Terms of Reference

Society’s increasing involvement with coastal and offshore areas through population-related and industrial pressures has accelerated and accentuated an awareness of the impact of natural processes on the coastal zones and offshore areas of the world.

The barriers to our ability to respond to society’s needs for information about the coastal atmosphere and its interactions with water and land are essentially the following: inadequately defined requirements for meteorological information; inadequate datasets and measurement techniques in the coastal zone on both sides of the land–water boundary; inadequate knowledge of coastal atmospheric and related ocean processes; and inadequate consolidation and exchange of available technology and data with problem solvers and decision makers working on problems in coastal and offshore areas.

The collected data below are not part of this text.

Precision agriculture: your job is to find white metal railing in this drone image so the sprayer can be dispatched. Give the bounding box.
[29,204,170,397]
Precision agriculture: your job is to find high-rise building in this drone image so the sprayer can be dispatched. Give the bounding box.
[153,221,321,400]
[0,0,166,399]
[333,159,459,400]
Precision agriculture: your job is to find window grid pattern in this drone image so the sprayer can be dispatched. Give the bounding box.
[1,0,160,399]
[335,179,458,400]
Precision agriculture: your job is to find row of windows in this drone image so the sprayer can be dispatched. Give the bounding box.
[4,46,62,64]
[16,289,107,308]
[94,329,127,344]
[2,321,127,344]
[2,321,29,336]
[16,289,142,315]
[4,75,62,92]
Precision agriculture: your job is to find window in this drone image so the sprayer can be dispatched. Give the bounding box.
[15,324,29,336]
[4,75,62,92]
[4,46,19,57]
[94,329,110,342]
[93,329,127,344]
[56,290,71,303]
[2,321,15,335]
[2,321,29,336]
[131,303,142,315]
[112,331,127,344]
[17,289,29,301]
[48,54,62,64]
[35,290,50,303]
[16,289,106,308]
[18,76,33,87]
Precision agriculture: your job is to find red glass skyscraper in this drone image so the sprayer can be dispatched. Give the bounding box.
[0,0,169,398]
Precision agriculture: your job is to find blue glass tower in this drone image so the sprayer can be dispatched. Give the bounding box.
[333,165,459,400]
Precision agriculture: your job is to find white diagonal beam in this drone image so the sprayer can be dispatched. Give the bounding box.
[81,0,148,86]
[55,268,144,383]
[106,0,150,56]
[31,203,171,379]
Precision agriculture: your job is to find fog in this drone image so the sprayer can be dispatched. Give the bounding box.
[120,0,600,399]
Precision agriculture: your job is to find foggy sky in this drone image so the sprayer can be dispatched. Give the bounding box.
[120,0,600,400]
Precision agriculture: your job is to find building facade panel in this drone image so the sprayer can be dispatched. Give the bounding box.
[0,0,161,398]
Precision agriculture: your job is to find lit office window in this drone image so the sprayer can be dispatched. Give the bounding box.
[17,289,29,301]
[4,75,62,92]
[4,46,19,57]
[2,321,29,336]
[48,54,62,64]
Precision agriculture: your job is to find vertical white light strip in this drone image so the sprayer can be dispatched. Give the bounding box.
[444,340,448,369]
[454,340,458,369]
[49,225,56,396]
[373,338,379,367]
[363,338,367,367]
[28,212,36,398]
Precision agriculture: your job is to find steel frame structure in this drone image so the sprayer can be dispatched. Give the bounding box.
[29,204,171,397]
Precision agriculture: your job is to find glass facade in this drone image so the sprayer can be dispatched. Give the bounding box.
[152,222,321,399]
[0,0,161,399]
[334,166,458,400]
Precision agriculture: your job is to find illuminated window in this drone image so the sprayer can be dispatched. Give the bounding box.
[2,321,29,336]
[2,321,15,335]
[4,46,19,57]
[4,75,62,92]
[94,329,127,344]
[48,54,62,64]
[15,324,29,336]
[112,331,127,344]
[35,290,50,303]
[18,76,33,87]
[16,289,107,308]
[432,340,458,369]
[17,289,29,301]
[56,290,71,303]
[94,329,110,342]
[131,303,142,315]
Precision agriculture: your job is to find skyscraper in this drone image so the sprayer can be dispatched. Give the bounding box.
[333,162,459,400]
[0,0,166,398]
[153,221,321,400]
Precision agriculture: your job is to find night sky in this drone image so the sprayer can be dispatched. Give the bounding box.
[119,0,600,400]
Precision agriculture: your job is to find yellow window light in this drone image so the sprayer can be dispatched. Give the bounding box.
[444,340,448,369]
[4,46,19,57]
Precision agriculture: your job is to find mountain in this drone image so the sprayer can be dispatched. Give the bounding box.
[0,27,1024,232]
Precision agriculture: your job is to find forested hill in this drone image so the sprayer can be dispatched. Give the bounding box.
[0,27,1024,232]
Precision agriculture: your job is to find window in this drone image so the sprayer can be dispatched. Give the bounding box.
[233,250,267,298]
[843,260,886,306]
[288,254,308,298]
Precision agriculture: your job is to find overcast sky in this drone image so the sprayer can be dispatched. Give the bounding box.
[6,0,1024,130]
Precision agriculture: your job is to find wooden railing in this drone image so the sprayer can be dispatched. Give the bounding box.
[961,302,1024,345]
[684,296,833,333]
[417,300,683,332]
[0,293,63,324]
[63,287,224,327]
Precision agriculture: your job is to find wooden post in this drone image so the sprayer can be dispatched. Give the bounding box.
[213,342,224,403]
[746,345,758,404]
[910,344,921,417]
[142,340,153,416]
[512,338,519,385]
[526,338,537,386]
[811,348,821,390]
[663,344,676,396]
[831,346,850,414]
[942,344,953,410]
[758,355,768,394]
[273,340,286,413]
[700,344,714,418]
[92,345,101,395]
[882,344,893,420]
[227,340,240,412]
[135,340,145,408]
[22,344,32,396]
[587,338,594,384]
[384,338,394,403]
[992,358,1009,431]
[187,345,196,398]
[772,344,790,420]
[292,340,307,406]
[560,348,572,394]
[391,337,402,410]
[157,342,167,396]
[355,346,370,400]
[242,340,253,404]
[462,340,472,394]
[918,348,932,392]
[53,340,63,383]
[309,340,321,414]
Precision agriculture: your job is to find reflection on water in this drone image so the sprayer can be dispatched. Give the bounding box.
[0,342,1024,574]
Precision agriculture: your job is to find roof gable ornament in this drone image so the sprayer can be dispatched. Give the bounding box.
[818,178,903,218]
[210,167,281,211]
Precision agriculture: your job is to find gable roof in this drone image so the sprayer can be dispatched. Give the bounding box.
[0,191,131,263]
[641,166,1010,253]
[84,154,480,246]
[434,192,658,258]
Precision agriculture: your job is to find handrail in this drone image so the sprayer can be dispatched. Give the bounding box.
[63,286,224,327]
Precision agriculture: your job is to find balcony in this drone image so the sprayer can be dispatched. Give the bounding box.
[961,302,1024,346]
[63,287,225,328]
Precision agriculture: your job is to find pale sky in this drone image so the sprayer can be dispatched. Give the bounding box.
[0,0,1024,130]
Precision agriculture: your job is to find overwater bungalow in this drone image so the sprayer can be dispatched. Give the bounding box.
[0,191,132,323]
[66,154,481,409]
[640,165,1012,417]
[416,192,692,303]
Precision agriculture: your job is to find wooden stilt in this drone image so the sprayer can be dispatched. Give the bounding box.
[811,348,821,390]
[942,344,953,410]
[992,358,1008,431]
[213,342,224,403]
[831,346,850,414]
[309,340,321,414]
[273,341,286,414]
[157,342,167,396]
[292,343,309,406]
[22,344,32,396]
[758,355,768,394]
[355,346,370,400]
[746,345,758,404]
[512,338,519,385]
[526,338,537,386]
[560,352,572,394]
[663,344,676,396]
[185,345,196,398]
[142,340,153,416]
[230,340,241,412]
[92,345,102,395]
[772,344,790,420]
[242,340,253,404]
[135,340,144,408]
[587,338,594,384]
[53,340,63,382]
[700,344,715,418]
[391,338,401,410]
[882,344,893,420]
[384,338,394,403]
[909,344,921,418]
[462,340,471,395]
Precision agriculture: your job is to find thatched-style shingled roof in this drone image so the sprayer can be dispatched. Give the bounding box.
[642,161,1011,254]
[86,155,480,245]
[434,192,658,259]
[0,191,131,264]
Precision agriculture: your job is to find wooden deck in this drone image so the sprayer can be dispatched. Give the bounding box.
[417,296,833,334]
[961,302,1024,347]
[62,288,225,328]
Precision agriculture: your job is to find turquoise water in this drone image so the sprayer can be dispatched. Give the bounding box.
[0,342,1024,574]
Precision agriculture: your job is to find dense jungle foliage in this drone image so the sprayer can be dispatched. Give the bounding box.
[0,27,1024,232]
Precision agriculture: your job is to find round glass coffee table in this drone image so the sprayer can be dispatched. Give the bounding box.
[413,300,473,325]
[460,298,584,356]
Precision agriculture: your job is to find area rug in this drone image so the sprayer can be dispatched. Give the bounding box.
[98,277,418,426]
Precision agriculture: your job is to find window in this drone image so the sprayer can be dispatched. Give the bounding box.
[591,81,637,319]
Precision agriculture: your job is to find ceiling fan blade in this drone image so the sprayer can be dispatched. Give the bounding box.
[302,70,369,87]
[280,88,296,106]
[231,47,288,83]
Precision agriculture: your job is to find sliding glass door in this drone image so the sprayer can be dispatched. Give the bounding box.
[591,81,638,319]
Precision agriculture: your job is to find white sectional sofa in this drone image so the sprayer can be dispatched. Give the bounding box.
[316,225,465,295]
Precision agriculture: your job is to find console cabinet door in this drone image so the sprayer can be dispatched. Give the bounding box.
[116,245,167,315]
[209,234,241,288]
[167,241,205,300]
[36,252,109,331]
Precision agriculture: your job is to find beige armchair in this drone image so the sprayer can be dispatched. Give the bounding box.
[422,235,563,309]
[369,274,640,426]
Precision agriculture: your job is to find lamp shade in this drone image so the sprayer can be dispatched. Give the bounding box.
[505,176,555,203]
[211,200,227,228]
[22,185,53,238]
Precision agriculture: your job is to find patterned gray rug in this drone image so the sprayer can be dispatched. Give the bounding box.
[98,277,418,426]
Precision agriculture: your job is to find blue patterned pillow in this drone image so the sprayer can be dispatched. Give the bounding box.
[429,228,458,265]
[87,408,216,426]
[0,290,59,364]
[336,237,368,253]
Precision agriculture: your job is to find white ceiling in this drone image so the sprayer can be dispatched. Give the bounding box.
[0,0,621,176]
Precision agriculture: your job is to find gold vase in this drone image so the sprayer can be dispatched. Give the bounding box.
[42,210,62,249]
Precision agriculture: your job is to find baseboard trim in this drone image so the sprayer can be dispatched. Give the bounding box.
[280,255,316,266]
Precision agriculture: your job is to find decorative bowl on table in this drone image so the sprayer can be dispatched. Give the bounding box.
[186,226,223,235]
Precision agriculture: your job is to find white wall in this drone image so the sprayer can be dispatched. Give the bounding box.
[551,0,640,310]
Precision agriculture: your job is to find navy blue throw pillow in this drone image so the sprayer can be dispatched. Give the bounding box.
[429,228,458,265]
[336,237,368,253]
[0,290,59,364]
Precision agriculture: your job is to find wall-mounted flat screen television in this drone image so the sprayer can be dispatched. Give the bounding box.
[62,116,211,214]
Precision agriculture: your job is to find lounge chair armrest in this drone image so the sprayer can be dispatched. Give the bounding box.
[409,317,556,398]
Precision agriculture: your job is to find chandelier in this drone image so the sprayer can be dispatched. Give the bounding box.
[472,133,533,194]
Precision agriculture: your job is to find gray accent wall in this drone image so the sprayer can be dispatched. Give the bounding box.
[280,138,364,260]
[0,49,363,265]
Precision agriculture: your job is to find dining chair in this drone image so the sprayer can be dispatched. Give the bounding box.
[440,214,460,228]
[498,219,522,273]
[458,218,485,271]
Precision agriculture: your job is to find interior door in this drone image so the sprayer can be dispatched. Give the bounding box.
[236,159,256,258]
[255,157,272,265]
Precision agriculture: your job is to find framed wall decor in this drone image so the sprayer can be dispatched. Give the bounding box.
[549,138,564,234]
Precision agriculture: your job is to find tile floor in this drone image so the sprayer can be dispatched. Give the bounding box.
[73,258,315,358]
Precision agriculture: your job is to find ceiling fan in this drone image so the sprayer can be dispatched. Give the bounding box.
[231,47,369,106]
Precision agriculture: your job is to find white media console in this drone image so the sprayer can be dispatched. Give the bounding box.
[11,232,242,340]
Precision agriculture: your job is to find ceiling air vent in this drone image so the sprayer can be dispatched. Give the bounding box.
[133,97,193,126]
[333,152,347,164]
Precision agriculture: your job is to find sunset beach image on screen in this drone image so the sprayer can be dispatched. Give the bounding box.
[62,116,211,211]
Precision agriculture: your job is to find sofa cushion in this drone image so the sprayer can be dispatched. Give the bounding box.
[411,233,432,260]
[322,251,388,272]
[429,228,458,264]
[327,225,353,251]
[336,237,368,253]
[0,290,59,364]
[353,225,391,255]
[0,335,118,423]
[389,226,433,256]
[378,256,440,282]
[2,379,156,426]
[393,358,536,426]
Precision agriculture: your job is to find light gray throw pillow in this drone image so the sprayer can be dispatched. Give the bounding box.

This committee will consider the coastal zone to be that region that is appreciably altered by the common intersection of land, water, and air. This definition has no dimensional restrictions and, thus, includes continental coastal areas and adjacent waters of the continental shelf, and in addition those regions near islands, lakes, and large rivers, all of which exhibit coastal-related meteorological phenomena and are also subject to societal pressures.

The Committee on Meteorology and Oceanography of the Coastal Zone will facilitate and promote communication about and awareness of coastal zone meteorological and related oceanographic processes as a primary objective.

The functions of the committee are to

  1. advise the Society concerning significant problems in understanding coastal meteorological and related oceanographic processes and their impacts;
     
  2. promote the dissemination of information related to the science and technology of meteorological processes in coastal zones, including publication in relevant journals of the Society;
     
  3. stimulate interaction with other AMS committees and related professional societies involved in the physical science of coastal areas;
     
  4. stimulate improvements in the scientific aspects of weather warnings and forecasts for coastal and offshore areas;
     
  5. facilitate an effective exchange among coastal zone scientists, engineers, oceanographers, planners, operational meteorologists, and managers by planning and supporting national and international conferences, workshops, symposia, and seminars; and
     
  6. promote an increased awareness of the need for sponsorship of basic as well as applied meteorological and interdisciplinary research in coastal zones.